Even before the events of 9-11, the company belt-tightening began, so by the time the fall of 2011 arrived, the number of families getting away to our corner of the world completely plummeted. In a town dominated by tourism, every company and household felt the pinch when Americans quit vacationing en masse. The annual awards dinner recognizing excellence in our all-day, everyday contributions to our company vanished and I took my once-in-a-lifetime trophy home and set it on a shelf where I could admire my hard work and recognition alone. A cake without icing is sweeter than no cake at all.
A year later, true to its word, the company brought two years’ worth of recipients together for a celebratory night, and true to form, kept the special guest speaker a surprise until the moment she appeared on stage. When the applause faded and the award winners took their seats, Barbara Walters spoke from a lifetime of experience on the remarkable individuals she had interviewed – those who epitomized excellence: world leaders, unlikely heroes, and us.

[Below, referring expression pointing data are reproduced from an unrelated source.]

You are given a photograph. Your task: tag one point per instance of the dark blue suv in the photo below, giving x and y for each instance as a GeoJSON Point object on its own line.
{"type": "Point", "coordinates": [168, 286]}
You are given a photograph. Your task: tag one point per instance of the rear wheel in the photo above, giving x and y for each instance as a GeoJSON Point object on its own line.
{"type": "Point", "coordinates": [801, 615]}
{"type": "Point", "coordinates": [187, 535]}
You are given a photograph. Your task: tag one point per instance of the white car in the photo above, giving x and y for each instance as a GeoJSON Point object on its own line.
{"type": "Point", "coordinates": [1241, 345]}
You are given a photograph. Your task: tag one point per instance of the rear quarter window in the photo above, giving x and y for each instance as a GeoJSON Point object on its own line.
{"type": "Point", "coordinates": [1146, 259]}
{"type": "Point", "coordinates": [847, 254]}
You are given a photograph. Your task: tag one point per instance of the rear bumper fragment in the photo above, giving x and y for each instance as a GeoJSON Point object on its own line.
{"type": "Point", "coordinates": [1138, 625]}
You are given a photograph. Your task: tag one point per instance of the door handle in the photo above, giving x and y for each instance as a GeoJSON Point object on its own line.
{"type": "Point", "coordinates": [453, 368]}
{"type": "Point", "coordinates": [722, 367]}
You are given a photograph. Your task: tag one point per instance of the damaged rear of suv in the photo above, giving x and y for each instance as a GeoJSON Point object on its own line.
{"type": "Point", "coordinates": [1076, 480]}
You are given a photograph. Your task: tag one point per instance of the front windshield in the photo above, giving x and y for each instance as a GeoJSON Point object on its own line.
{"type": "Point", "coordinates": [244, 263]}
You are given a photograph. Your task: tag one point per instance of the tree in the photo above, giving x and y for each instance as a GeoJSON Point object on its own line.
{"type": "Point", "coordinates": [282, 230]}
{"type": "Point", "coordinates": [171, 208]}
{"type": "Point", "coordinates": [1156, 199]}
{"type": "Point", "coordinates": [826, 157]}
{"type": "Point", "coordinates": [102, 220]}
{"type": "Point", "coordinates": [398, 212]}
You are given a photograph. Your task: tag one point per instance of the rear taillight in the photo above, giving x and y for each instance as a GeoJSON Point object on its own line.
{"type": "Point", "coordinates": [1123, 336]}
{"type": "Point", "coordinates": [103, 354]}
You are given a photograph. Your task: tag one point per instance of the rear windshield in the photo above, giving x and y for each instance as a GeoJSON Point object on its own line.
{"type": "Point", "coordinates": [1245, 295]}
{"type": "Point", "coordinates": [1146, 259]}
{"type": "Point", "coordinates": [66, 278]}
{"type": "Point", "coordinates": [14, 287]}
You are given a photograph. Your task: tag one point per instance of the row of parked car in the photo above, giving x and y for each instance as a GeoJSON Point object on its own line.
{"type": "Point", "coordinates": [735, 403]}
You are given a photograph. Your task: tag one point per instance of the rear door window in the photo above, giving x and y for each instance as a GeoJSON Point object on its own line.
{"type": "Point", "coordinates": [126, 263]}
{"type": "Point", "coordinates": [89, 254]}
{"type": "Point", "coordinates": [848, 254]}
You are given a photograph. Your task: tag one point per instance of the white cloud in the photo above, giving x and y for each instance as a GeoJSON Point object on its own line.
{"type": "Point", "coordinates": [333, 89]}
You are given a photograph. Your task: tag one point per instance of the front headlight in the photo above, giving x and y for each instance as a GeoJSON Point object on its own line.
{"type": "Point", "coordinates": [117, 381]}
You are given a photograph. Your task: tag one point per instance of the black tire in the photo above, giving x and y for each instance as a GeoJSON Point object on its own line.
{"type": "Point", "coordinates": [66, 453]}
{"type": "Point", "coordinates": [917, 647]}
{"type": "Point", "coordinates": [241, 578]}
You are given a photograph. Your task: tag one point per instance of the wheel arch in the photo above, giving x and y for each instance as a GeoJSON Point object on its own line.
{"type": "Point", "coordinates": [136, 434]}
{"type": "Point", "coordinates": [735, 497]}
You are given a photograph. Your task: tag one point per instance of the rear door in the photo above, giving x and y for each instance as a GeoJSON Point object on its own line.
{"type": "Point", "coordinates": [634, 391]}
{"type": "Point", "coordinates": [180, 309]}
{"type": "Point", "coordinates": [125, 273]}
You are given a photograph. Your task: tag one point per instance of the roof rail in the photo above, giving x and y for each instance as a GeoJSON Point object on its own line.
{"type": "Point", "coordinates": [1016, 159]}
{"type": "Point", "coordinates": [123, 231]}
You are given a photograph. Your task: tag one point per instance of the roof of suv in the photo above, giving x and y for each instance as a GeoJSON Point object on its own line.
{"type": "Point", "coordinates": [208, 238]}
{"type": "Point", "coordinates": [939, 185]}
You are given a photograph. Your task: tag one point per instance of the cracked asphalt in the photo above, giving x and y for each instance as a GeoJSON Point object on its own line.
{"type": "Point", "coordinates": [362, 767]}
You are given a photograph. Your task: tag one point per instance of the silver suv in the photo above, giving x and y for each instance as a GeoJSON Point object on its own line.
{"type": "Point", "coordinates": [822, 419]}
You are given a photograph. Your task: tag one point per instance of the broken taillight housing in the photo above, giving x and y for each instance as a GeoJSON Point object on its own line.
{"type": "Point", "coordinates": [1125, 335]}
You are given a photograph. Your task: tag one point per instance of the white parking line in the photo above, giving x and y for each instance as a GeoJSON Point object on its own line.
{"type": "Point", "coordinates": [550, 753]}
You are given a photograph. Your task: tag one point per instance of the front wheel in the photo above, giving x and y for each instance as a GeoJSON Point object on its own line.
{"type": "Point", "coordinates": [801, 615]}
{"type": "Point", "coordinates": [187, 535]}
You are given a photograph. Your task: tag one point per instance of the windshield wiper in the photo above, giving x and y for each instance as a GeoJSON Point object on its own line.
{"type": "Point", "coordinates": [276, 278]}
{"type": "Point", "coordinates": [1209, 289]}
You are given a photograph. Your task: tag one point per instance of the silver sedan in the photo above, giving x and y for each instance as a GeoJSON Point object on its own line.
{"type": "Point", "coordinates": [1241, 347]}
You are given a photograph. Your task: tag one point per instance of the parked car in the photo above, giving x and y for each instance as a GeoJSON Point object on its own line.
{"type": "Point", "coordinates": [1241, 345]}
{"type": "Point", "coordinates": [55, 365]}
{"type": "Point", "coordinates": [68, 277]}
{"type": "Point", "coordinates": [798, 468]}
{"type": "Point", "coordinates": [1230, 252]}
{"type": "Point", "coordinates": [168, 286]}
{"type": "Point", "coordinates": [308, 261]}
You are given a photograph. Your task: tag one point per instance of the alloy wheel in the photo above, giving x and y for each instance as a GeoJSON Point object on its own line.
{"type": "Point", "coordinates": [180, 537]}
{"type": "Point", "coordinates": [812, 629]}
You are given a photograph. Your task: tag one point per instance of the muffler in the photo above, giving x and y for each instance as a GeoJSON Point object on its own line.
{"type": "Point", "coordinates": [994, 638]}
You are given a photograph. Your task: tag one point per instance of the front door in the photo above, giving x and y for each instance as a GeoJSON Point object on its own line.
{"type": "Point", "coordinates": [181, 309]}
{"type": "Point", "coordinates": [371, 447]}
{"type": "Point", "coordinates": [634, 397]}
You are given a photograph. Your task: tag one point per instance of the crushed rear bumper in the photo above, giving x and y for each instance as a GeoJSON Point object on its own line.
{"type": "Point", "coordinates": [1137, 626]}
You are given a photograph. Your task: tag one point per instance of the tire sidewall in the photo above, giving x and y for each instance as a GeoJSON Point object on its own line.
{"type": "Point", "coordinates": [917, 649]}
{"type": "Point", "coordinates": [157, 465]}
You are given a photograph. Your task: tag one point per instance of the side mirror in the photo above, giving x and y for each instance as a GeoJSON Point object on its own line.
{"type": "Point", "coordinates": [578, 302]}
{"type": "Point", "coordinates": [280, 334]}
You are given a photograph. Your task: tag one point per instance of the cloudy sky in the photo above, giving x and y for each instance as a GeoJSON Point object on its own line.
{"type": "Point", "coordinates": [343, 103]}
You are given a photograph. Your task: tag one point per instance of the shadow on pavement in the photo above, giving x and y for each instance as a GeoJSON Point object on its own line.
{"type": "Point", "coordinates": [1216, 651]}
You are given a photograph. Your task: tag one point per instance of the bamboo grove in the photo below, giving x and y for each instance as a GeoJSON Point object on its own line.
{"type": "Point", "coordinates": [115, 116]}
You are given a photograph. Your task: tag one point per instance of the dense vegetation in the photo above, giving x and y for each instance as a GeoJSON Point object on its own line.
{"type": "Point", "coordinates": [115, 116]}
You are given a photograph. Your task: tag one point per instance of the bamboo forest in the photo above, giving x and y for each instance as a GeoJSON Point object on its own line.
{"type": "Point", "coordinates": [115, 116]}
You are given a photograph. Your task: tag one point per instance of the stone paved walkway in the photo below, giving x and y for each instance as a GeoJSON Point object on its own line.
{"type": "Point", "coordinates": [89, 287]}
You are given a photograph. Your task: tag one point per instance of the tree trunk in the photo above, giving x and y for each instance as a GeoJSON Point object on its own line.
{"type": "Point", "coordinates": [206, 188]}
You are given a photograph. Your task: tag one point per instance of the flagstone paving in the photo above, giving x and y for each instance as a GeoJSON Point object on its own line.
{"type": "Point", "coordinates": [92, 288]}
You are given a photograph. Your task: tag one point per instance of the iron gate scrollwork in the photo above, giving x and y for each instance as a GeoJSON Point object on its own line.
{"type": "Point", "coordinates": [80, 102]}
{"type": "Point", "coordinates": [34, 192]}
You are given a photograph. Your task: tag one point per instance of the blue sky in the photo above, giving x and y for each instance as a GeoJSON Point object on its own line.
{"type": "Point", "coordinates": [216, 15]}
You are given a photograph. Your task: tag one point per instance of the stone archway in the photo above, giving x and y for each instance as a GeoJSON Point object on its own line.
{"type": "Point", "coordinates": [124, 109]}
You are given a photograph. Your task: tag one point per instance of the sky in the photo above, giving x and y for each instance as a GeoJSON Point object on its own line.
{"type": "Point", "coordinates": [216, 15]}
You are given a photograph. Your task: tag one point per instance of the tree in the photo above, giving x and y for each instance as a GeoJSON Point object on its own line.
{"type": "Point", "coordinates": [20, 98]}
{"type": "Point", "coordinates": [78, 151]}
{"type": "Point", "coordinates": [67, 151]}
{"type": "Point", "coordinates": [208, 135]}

A triumphant night, albeit more than a year in the making, culminated with a joyful call to my parents to share with them the excitement of my career highlight and the outstanding speaker who completed an exceptional evening. “Oh, I’ve never liked her,” my mother opened her rebuttal to my night of recognition, and specifically our guest speaker. I ended the call as swiftly as possible and returned home to fall asleep in the company of my trophy to again admire my hard work and recognition alone.
After becoming an empty nester, the tendency to pack up and go often gets the best of me, and since I depend on no one but myself for my travel planning, my vacation style tends to be secretive until my return. (In truth, how often are others excited by vacations other than their own?) And on this particular western excursion, I keep my destination entirely to myself and relish in the prospect that my get-away fits its definition perfectly, and the isolation of my drive rewards my furtiveness. While waiting in the Salt Lake City airport for my flight home, I place a quick phone call to share my vacation highlights with my father. His reaction? He muses about an unfortunate incident on US Highway 50 years before my birth, “Did you go through Fallon? I once bought a tank of gas there in 1957 and it was god-awful.” Why, yes, Dad, my vacation is absolutely lovely, thanks for asking.
I often say that I have three regrets in life and they have taught me my three greatest life lessons. Life lesson number two: only include those people in the best moments of your life who will enhance the moment, not minimize it. More than a decade and a half ago my moment of regret continues to teach me a lesson I cannot learn often enough. My parents notoriously and unknowingly dash my moments of victory and excitement with the tunnel vision of their own lives. Nevertheless, my secretive solo adventure across the desolation of Central Nevada ranks among the most inspiring drives and the keynote speech by Barbara Walters continues to give me words of inspiration. And my prized trophy still sits in a place of honor in my home, regardless of my parents’ patterned perceptions.